Oh Lordstown! Notorious short seller Hindenburg Research sets its sights on Lordstown Motors, after previously gunning for other automotive upstarts like Nikola and Kandi. Hindenburg makes a number of bold claims, accusing the aspiring electric truck maker of grossly inflating the number of pre-orders and overrepresenting the state of its technology. Hindenburg alleges that multiple former employees of the company describe founder Steve Burns (who previously led Workhorse Motors) as a “conman” or a “PT Barnum figure.”
What will EVs do to car dealerships? The coming years will force car dealerships to rethink their business models. EVs simply don’t require as much maintenance as their gas-powered counterparts, depriving dealers of a lucrative business to justify their sprawling lots and big staffs. The new normal may look like Polestar, the all-EV Chinese / Swedish car brand that mostly relies on customers shopping online. Even ahead of the EV revolution, many automakers are already shifting to a greater emphasis on shop-click-drive.
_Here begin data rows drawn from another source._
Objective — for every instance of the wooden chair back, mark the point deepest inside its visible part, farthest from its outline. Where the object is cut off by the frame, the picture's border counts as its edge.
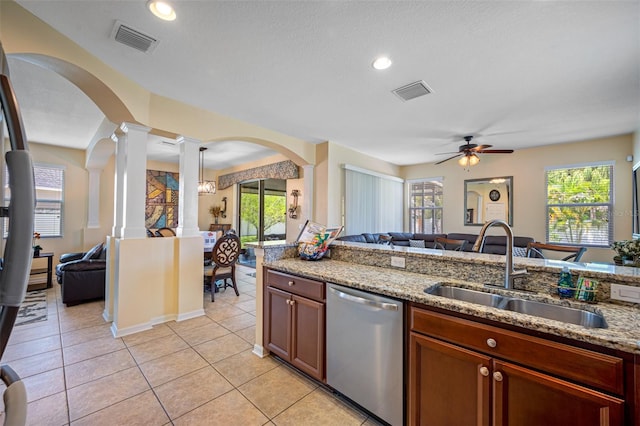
(224, 255)
(165, 232)
(226, 251)
(535, 249)
(449, 244)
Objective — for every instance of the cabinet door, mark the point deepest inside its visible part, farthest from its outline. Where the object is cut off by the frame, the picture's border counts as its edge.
(525, 397)
(277, 322)
(308, 336)
(448, 385)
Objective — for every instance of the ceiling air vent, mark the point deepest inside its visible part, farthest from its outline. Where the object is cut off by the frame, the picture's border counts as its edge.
(413, 90)
(133, 38)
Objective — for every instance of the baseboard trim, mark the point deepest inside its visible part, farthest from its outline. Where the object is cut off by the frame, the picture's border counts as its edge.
(106, 316)
(189, 315)
(260, 351)
(129, 330)
(162, 319)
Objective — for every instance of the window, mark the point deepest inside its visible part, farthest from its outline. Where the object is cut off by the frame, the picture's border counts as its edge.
(425, 206)
(373, 201)
(580, 205)
(49, 181)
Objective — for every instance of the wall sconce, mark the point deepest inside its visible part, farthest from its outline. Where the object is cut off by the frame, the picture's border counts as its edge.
(293, 208)
(223, 211)
(205, 187)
Canoo’s new pickup: Los Angeles-based EV startup Canoo’s stock shoots up 14% Thursday after the company unveils an electric truck whose unique build is drawing comparisons to 50s era pick-ups. The truck, whose 200-mile range falls well behind that of the Hummer EV (350 miles) and the Tesla Cybertruck (250 miles), is not expected to come to market until 2023. Add in Rivian’s forthcoming EV pickups to that list, and it looks like the market is serious about work-ready electric vehicles.
GM finds a battery partner: In pursuit of a battery that can power a car for 500 to 600 miles on a single charge, GM teams up with SolidEnergy Systems, the Singaporean maker of lithium metal batteries. The joint venture plans to build a manufacturing prototype line in Woburn, Mass., near SolidEnergy’s existing facilities in Boston.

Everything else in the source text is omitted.